Wednesday, January 15, 2014

Reader Response: Divergent Pt. 3

A continuation of reader response to Divergent by Veronica Roth for my Teen Materials class (maybe).

* spoilers everywhere *

Chapter Eleven

This chapter was about Trice looking at Four at a lot for...some reason. And Four admitting he left while she was being beat up for...some reason. Because why wouldn't she go for the only non-creepy, non-overweight guy talking to her, right? Obviously. How trite.

The city walls are locked from the outside oohhh ahhh! I'm hoping this is because the factionless built the wall to keep the crazy in.

Chapter Twelve

Trice is definitely getting braver. This time she beat up a helpless girl.

"Then I realize what it is. It's him. Something about him makes me feel like I am about to fall. Or turn to liquid. Or burst into flames." Yes, readers have noticed your drooling for chapters. Glad you could finally put your finger on it, Tris!

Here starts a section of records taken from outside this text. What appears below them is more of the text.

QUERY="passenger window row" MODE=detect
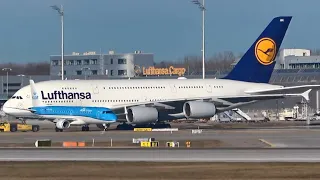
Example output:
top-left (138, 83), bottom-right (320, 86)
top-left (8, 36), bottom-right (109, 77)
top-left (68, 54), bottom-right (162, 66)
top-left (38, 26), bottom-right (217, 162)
top-left (42, 101), bottom-right (73, 103)
top-left (103, 86), bottom-right (166, 89)
top-left (62, 87), bottom-right (77, 90)
top-left (92, 99), bottom-right (139, 102)
top-left (179, 86), bottom-right (203, 89)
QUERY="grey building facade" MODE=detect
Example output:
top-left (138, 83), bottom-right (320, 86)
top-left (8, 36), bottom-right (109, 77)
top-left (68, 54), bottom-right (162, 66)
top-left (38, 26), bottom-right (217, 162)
top-left (50, 51), bottom-right (154, 78)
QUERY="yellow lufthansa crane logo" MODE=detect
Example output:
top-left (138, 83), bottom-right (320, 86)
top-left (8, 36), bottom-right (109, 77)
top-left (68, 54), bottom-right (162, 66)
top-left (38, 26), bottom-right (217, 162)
top-left (255, 38), bottom-right (277, 65)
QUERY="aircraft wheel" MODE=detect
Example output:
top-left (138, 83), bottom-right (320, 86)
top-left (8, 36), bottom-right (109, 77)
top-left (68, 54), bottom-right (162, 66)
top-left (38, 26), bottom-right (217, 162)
top-left (56, 128), bottom-right (63, 132)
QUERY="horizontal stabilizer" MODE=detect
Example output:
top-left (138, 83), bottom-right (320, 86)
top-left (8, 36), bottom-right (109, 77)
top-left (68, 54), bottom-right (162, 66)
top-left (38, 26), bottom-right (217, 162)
top-left (245, 85), bottom-right (320, 94)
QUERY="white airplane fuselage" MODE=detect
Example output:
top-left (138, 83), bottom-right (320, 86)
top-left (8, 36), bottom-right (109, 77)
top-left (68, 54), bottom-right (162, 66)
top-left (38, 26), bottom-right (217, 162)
top-left (3, 79), bottom-right (282, 118)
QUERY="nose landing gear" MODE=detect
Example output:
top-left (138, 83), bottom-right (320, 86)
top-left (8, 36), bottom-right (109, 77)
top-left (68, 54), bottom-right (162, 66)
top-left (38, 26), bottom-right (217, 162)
top-left (81, 125), bottom-right (89, 131)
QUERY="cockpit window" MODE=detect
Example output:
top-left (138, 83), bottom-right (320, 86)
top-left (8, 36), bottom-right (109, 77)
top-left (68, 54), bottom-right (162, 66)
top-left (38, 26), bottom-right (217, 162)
top-left (11, 96), bottom-right (23, 99)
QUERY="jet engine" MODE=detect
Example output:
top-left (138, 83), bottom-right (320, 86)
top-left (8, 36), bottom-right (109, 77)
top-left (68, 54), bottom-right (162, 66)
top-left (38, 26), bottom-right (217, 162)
top-left (183, 101), bottom-right (217, 118)
top-left (56, 119), bottom-right (70, 129)
top-left (126, 106), bottom-right (158, 124)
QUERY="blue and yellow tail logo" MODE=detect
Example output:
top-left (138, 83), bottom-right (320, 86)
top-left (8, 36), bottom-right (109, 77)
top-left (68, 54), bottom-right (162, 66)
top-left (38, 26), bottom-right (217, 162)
top-left (255, 38), bottom-right (277, 65)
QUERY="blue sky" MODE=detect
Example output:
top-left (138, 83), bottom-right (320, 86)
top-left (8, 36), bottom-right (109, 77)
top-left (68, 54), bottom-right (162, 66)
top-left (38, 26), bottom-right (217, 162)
top-left (0, 0), bottom-right (320, 63)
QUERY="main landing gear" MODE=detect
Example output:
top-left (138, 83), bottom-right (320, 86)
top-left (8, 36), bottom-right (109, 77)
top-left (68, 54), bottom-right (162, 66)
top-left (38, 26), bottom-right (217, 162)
top-left (81, 125), bottom-right (89, 131)
top-left (117, 123), bottom-right (134, 130)
top-left (56, 127), bottom-right (63, 132)
top-left (117, 123), bottom-right (171, 130)
top-left (97, 123), bottom-right (110, 131)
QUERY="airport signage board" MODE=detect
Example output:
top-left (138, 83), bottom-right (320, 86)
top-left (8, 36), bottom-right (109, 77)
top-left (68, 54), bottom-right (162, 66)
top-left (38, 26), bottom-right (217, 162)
top-left (135, 65), bottom-right (186, 76)
top-left (133, 128), bottom-right (152, 132)
top-left (152, 128), bottom-right (179, 132)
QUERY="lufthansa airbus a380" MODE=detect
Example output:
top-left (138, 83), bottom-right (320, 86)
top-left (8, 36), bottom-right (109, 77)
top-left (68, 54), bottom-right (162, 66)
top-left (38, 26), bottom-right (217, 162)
top-left (3, 16), bottom-right (319, 129)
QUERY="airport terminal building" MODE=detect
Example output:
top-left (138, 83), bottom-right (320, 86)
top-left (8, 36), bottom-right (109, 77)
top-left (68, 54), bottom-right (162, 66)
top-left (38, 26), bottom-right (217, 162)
top-left (50, 51), bottom-right (154, 77)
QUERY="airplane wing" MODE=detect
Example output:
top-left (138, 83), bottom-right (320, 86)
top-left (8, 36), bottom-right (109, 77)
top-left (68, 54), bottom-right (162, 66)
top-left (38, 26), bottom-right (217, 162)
top-left (245, 85), bottom-right (320, 94)
top-left (108, 89), bottom-right (311, 115)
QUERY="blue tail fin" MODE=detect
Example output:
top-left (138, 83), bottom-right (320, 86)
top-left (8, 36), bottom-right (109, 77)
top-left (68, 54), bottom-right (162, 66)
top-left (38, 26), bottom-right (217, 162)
top-left (223, 16), bottom-right (292, 83)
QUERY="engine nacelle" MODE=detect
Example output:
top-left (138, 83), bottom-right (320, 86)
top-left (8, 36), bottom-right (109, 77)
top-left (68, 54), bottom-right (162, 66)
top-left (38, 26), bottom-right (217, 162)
top-left (126, 106), bottom-right (158, 124)
top-left (56, 119), bottom-right (70, 129)
top-left (183, 101), bottom-right (217, 118)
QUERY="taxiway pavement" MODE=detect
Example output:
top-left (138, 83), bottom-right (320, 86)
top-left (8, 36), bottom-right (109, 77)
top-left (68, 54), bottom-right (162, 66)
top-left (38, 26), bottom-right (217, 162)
top-left (0, 148), bottom-right (320, 162)
top-left (0, 126), bottom-right (320, 148)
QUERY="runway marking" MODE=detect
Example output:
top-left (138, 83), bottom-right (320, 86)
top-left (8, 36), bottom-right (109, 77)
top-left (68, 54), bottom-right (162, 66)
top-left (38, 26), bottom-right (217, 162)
top-left (259, 139), bottom-right (275, 147)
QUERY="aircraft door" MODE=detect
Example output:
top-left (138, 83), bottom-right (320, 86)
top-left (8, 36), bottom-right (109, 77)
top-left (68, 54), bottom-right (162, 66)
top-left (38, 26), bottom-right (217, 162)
top-left (96, 111), bottom-right (101, 119)
top-left (91, 84), bottom-right (99, 94)
top-left (77, 99), bottom-right (82, 106)
top-left (170, 84), bottom-right (177, 93)
top-left (206, 84), bottom-right (212, 93)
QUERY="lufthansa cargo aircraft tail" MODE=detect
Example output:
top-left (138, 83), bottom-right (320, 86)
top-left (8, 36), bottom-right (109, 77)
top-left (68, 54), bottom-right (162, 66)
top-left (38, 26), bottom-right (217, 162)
top-left (30, 80), bottom-right (44, 107)
top-left (223, 16), bottom-right (292, 83)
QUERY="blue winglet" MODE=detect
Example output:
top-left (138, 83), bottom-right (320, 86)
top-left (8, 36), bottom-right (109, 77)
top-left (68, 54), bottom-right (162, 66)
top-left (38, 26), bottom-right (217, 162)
top-left (223, 16), bottom-right (292, 83)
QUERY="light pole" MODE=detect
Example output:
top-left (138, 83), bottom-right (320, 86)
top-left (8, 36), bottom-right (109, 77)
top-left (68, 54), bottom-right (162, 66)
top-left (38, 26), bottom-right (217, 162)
top-left (51, 5), bottom-right (64, 80)
top-left (2, 68), bottom-right (12, 98)
top-left (81, 67), bottom-right (90, 80)
top-left (192, 0), bottom-right (206, 79)
top-left (17, 74), bottom-right (24, 87)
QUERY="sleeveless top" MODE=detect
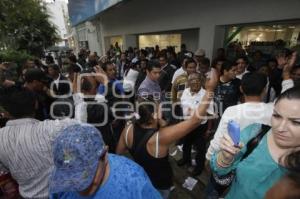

That was a boring game of capture the flag. I feel like I do when movies have action scenes that suggest clever planning and expert fighting, but a bunch of cuts and zooms obscure the fact that no one bothered to block out something coherent. Tris climbs high, only to be saved by a height phobic hunk! Tris points people in various directions and they win. Yay! C'mon, Roth, give me something thrilling here at some point.

Chapter Thirteen

Since when is bullying "a sign of cowardice"? Nearly everything happening in this training is bullying. I'm sure the knife throwing scene will play well in the film version. Utterly predictable though.

Chapter Fourteen

Oh wow, a week of being beat up and occasional sprinting has made Tris grow muscles and lose all excess fat. Maybe she'll run a marathon next?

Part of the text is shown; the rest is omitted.